Ganz offensichtlich hat die US-Regierung die Ukraine-Krise dazu genutzt, Russland zum Gegner zu machen und Druck auf die Verbündeten auszuüben, um die brüchiger gewordenen transatlantischen Bande wieder zu schließen, den durch den NSA-Skandal bewirkten Vertrauensverlust zu überspielen und sich wieder als Leitmacht zu etablieren. Mit den Sanktionen sind die USA der EU immer vorgeprescht und haben auch ausgenutzt, dass die osteuropäischen Länder aus ihrer größeren Angst vor Russland auch einen stärkeren Schutz durch die Nato forderten.

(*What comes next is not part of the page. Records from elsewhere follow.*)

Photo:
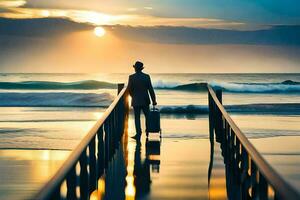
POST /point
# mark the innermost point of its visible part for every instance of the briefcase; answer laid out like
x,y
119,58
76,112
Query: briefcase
x,y
153,122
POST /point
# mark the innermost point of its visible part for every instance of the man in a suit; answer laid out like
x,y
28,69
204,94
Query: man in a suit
x,y
139,87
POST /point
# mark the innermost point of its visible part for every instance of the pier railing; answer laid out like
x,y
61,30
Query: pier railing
x,y
255,178
78,176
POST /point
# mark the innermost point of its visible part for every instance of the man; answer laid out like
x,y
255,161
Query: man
x,y
139,87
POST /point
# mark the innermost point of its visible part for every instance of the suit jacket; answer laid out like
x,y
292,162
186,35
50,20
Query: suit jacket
x,y
139,87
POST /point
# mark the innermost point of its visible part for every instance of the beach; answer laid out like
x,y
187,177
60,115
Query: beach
x,y
44,116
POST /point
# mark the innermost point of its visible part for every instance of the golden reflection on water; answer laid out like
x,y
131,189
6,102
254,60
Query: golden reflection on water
x,y
130,189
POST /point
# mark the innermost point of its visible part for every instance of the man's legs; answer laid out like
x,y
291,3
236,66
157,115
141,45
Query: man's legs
x,y
146,111
137,120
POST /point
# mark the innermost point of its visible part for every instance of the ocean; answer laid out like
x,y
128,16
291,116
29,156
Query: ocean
x,y
44,116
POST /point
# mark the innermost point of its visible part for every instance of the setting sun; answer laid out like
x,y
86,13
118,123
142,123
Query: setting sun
x,y
99,31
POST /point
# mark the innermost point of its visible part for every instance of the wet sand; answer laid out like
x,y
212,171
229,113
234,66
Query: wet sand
x,y
23,172
180,171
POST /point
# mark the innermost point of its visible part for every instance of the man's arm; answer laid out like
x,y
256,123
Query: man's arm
x,y
151,92
129,87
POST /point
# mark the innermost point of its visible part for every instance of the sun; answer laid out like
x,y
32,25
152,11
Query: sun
x,y
99,31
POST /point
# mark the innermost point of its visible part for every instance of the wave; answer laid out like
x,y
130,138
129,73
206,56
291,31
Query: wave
x,y
281,108
287,86
56,99
48,85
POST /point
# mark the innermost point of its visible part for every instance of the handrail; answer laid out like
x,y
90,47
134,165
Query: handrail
x,y
54,183
282,189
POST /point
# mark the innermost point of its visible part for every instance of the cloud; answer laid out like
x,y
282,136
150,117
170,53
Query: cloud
x,y
276,35
40,27
99,18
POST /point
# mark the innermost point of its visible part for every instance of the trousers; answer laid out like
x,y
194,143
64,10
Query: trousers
x,y
137,117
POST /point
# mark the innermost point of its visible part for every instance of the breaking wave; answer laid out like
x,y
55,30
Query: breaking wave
x,y
48,85
287,86
56,99
281,108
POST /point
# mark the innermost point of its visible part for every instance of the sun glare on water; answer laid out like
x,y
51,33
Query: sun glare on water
x,y
99,31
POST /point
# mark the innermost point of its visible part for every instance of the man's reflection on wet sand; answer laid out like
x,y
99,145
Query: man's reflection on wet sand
x,y
142,177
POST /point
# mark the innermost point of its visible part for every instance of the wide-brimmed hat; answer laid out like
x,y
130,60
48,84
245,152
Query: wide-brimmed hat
x,y
138,65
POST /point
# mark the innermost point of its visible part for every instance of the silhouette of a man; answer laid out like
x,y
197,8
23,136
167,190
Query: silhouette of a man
x,y
139,87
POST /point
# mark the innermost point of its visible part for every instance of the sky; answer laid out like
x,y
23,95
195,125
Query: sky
x,y
169,36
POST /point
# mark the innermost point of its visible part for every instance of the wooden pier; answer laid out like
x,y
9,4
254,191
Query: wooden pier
x,y
100,158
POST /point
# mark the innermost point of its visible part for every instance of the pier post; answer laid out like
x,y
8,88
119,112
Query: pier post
x,y
218,116
120,87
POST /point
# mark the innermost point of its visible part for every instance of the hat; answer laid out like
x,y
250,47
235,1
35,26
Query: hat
x,y
138,65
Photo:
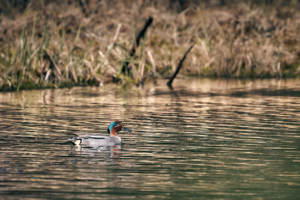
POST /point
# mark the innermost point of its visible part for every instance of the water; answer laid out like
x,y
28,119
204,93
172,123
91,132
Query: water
x,y
206,139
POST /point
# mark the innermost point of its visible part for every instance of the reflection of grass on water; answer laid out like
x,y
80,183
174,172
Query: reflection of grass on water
x,y
65,45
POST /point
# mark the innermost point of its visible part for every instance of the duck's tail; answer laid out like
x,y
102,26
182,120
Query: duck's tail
x,y
75,140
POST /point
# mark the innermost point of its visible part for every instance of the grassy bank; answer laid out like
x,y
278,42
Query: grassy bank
x,y
63,44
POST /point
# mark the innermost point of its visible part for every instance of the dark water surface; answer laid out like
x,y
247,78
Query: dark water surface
x,y
206,139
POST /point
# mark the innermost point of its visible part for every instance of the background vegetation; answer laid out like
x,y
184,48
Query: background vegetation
x,y
64,43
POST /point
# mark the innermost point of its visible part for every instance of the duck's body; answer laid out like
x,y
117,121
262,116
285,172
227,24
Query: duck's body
x,y
101,140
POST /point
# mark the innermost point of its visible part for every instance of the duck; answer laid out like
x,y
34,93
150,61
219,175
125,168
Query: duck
x,y
89,140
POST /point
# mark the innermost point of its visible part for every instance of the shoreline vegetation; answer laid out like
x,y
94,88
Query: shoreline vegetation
x,y
53,44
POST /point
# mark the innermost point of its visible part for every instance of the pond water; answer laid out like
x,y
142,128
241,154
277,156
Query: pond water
x,y
205,139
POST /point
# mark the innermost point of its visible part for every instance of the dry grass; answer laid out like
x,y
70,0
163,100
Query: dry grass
x,y
61,45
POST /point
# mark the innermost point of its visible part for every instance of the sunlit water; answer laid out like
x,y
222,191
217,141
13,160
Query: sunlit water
x,y
205,139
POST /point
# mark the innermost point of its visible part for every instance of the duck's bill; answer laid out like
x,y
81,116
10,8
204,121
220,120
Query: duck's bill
x,y
126,129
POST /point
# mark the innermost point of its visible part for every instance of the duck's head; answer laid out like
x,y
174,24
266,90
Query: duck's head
x,y
116,126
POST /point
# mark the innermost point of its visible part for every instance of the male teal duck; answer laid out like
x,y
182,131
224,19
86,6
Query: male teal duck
x,y
101,140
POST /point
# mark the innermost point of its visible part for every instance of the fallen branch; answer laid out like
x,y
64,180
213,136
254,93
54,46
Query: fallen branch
x,y
136,44
178,67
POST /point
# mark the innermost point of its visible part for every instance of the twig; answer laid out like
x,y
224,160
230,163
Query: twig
x,y
136,44
178,67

Merkel, die Obama schmeichlerisch als eine seiner besten Freundinnen auf der Weltbühne und als "festen Partner" bezeichnete, spielte beim gemeinsamen Treffen in Washington mit. Wenn Russland nicht deeskaliere, seien schärfere Sanktionen unvermeidlich, sagte sie. Deutschland sei fest entschlossen, den Weg mit den USA zu gehen, was heißen dürfte, den politischen Vorgaben der US-Regierung zu folgen. Russland müsse darauf hinwirken, dass die Militärbeobachter freikommen und auch sonst einlenken. Das hatte auch Obama gefordert und weitere Sanktionen angekündigt.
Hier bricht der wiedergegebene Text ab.